Here Are 10 Booths You Won’t Want to Miss at Art Basel 2019
Whether you're seeking megawatt blockbusters or long-forgotten masters, we've got your must-sees covered.
From daring works at Unlimited and experimental satellite fairs, to Blue and Rose period Picassos at Fondation Beyeler, there’s a lot to see during Art Basel this year. So whether you’re bleary-eyed from the journey to Switzerland or you’re at home suffering from a bout of fair FOMO, we’re here to help. Here are the 10 booths you absolutely shouldn’t miss.
Jennfier Bartlett’s expressionist-meets-conceptual paintings at Marianne Boesky Gallery are a tightrope walk between grid-like control and a torrent of energetic chaos. Her works will be presented alongside a vibrant mix of works by Pier Paolo Calzolari, Maria Lai, and Frank Stella, as well as a few of Donald Moffat’s infinitely delightful sculptures.
Booth D13, Hall 2.0
Lots of collectors trek to Basel for a chance at important works by all-star names, and Gagosian does not plan on disappointing. All the market heavy-hitters are presented here—Picasso, Warhol, Ruscha, Prince, and Serra are a few to get you started. And for the art-selfie crowd Jeff Koons’s candy-colored Sacred Heart is sure-fire pleaser.
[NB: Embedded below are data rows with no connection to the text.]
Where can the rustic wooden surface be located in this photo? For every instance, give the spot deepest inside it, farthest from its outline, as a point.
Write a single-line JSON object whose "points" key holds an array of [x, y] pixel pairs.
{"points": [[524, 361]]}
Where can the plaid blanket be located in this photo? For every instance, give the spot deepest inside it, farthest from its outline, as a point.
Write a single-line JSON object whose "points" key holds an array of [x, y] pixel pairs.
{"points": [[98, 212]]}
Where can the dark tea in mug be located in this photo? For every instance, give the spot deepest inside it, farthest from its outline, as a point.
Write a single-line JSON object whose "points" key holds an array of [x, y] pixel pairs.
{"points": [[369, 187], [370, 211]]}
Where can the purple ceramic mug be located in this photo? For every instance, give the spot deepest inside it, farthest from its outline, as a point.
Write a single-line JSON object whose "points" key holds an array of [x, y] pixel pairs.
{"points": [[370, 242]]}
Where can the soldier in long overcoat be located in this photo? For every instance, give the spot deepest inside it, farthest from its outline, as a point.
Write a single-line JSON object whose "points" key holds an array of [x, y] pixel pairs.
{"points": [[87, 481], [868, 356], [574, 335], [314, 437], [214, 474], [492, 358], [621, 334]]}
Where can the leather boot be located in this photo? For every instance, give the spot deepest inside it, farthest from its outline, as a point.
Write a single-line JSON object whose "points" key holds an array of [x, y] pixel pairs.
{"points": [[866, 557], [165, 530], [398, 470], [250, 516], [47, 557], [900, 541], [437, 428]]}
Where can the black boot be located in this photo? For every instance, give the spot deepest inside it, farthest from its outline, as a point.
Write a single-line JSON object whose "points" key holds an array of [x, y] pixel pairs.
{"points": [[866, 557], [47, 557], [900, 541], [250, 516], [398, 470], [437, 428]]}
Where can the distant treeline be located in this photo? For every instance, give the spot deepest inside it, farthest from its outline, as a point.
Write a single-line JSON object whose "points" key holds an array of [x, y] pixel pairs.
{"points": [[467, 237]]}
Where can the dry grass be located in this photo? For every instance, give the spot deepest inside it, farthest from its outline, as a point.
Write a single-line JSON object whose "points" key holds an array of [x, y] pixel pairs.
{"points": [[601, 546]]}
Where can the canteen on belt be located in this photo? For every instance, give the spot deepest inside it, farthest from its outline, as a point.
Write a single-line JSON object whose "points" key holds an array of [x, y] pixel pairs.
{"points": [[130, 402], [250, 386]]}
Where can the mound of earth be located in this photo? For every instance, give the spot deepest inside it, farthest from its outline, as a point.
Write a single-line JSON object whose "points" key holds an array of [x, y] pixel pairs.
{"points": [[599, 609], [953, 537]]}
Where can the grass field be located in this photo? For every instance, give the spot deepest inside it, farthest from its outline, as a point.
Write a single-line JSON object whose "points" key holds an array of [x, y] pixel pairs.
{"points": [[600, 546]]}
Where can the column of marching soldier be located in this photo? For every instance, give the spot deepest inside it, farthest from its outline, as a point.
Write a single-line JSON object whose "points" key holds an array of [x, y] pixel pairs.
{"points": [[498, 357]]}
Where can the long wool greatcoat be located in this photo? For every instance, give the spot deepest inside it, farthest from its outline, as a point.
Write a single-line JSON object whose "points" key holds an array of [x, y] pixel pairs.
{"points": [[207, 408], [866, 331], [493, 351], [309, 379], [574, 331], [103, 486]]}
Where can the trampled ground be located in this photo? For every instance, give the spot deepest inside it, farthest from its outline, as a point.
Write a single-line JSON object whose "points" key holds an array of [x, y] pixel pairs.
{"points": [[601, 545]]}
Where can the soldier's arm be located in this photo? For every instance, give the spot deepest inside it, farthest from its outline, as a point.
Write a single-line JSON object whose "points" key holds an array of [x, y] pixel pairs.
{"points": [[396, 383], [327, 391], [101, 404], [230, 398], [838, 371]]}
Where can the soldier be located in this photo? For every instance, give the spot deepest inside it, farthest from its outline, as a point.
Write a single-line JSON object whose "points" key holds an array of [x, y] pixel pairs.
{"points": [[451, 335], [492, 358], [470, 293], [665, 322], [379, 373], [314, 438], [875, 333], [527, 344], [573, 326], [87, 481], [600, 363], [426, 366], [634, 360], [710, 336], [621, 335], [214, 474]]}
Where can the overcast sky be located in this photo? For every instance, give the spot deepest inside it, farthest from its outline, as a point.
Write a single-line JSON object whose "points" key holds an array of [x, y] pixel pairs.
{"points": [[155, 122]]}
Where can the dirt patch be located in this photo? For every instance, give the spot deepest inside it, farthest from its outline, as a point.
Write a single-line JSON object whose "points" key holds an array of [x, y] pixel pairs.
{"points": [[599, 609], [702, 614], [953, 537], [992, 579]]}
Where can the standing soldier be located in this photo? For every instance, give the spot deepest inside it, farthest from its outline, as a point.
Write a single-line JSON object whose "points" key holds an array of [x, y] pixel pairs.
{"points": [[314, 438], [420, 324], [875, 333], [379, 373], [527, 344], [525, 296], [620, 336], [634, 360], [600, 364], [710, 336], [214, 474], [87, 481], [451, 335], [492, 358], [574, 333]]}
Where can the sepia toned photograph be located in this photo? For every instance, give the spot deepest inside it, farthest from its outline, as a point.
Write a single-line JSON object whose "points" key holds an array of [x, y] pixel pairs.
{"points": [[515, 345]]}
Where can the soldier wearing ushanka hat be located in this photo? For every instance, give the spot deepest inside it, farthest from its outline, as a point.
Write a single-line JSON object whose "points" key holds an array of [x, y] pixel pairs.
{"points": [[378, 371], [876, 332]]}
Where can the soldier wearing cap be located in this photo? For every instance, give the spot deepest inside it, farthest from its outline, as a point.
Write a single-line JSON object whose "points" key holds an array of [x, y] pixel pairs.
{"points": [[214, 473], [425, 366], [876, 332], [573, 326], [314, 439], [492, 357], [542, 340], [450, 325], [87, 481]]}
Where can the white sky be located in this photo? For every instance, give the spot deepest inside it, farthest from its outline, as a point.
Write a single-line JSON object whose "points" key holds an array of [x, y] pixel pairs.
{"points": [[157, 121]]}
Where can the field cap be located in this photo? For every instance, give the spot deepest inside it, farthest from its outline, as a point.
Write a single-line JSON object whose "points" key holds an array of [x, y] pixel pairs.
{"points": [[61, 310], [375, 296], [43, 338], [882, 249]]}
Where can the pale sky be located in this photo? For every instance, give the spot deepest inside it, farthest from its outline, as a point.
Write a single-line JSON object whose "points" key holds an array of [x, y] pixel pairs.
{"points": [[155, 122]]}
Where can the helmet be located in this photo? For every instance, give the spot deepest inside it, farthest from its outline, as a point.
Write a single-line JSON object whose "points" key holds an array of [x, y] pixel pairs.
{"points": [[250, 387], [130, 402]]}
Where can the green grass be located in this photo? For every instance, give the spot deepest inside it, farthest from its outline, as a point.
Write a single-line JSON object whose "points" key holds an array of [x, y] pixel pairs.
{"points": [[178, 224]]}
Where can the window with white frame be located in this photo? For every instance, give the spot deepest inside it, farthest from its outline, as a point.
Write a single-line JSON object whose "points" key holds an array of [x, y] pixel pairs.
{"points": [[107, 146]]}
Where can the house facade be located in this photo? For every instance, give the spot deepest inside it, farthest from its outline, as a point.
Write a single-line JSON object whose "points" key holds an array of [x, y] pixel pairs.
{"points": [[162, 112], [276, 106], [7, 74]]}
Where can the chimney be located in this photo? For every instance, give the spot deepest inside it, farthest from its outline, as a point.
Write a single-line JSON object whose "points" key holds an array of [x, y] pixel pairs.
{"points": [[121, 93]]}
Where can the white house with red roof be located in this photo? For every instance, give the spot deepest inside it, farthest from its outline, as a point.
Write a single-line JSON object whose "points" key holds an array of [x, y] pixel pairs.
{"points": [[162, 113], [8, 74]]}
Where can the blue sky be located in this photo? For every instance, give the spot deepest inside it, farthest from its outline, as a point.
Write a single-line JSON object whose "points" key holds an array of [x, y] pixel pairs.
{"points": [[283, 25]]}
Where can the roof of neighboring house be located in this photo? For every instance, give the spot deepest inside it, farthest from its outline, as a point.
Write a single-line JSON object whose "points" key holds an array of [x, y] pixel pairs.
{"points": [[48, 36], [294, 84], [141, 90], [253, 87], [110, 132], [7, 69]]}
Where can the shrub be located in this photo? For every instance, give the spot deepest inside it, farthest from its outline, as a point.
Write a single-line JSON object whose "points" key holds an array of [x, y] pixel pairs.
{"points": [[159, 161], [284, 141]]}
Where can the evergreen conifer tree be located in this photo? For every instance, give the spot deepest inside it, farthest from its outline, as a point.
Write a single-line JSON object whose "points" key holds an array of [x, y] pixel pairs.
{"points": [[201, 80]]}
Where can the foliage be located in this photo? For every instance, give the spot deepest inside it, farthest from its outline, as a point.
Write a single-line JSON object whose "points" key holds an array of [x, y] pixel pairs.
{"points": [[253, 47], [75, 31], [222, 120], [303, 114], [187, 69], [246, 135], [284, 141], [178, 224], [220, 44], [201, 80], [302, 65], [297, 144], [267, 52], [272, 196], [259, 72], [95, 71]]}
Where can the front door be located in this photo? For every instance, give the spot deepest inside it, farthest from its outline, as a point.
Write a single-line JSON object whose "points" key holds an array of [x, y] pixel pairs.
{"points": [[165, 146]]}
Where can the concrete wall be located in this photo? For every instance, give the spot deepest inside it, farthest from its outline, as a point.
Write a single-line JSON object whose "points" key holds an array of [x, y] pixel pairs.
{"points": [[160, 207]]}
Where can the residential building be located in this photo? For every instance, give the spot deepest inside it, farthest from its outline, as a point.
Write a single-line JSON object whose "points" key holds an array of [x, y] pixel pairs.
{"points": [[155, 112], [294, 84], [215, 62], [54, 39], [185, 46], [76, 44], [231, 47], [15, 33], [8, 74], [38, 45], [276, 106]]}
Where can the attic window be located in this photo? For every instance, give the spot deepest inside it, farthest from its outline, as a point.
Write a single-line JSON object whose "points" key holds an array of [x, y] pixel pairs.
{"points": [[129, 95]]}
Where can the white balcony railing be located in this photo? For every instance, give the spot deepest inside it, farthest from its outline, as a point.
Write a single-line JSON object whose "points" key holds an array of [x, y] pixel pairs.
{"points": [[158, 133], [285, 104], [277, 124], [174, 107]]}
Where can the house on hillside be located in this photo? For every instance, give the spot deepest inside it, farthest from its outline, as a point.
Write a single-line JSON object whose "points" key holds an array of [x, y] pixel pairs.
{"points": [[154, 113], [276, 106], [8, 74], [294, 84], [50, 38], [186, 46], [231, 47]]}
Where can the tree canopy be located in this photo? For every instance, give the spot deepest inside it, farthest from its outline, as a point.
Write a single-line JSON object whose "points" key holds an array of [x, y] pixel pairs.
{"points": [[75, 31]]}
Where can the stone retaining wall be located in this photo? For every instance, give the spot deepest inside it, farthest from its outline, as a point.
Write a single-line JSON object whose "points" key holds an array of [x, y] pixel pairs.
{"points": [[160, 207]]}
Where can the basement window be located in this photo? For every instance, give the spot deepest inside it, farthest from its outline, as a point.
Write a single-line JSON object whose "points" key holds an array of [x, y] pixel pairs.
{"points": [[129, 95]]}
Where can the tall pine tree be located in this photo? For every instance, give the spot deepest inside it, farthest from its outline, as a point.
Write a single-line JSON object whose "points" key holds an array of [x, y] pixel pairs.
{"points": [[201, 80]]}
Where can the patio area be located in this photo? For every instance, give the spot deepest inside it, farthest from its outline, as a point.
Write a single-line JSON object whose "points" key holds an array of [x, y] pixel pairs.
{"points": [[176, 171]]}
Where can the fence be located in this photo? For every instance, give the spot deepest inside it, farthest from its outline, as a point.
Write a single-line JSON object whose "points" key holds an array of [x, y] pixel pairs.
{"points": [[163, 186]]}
Mitchell-Innes and Nash devotes its booth to Birds in Paradise, a four-part video installation by Jacolby Satterwhite, which promises to be a trippy, mesmerizing experience. The work generates its narrative from secondhand stories, dance, and performance, and its accompanying soundtrack consists of conceptual folk recordings made by the artist’s late mother.
Booth U72, Section Unlimited
The Mayor Gallery in London made its name showing an unexpectedly diverse group of artists at its Cork Street space. True to this heterodox tradition, its booth at Basel will present a spectrum of 20th-century works. An emphasis is definitely placed on Op and Kinetic Art with works by Julian Stanczak, Alberto Biasi, and Julio Le Parc, but interspersing these are figurative and even painterly works by Max Ernst, Joseph Cornell, and Antony Donaldson, among others.
Booth A6, Hall 2.0
If the Bruce Nauman retrospective at MoMA last year has left you craving more of the multifaceted American artist’s work, make sure to stop into Konrad Fischer’s booth, which will feature Nauman’s work alongside a mainly German roster of artists—among these the pithy Marcel Broodthaers, Wolfgang Laib, and Bernd and Hilla Becher.
Booth 2.0 / B4
Susan Weil is often footnoted as an early romantic partner to Robert Rauschenberg, but throughout her long career she has created a moving, hauntingly forcefol body of work. Here one can find her photography, amid an eclectic set of artists including Florian Süssmayr, Thomas Struth, and Goshka Macuga.
Booth S23, 2.1
Minimalist simplicity meets playful forms in this presentation here. The exactitude of Anges Martin and Donald Judd are counterbalanced by works by Alexander Calder and the German-Venezulaun artist Gego. Especially pleasing are the sculptures of German artist Günter Haese, which possess a nearly cosmological quality.
The 100th anniversary of the Bauhaus has been marked by seemingly endless exhibitions, news stories, and events. And in this booth, the celebrations continues with a solo presentation of the Swiss artist, architect, and designer Max Bill whose oeuvre was deeply inspired by the Bauhaus as well as the ideal of the gesamtkunstwerk or “total artwork.” Expect bright colors and bold geometric shapes.
Ernesto Neto, O Espirito dos Olhos Fricabra (2019). Courtesy of Fortes D’Aloia Gabriel.
You’ll find an elegant and intellectually rigorous presentation by Brazilian gallery Fortes D’Aloia & Gabriel at Basel this year, including Ernesto Neto’s web-like textile sculptures ad Iven Machado’s commanding creations made up from construction materials.
10. Almine Rech
British Pop artist Allen Jones’s works are at once fetishistic and futuristic, populated by women figures, nearly robotic in appearance and often clad in hyper-sexualized ensembles. Lace-up boots, latex suits, French maid get-ups all abound. Almine Rech recently announced the gallery’s exclusive representation of Jones’s work and, as a celebratory nod, are filling their booth with his playfully erotic sculptures.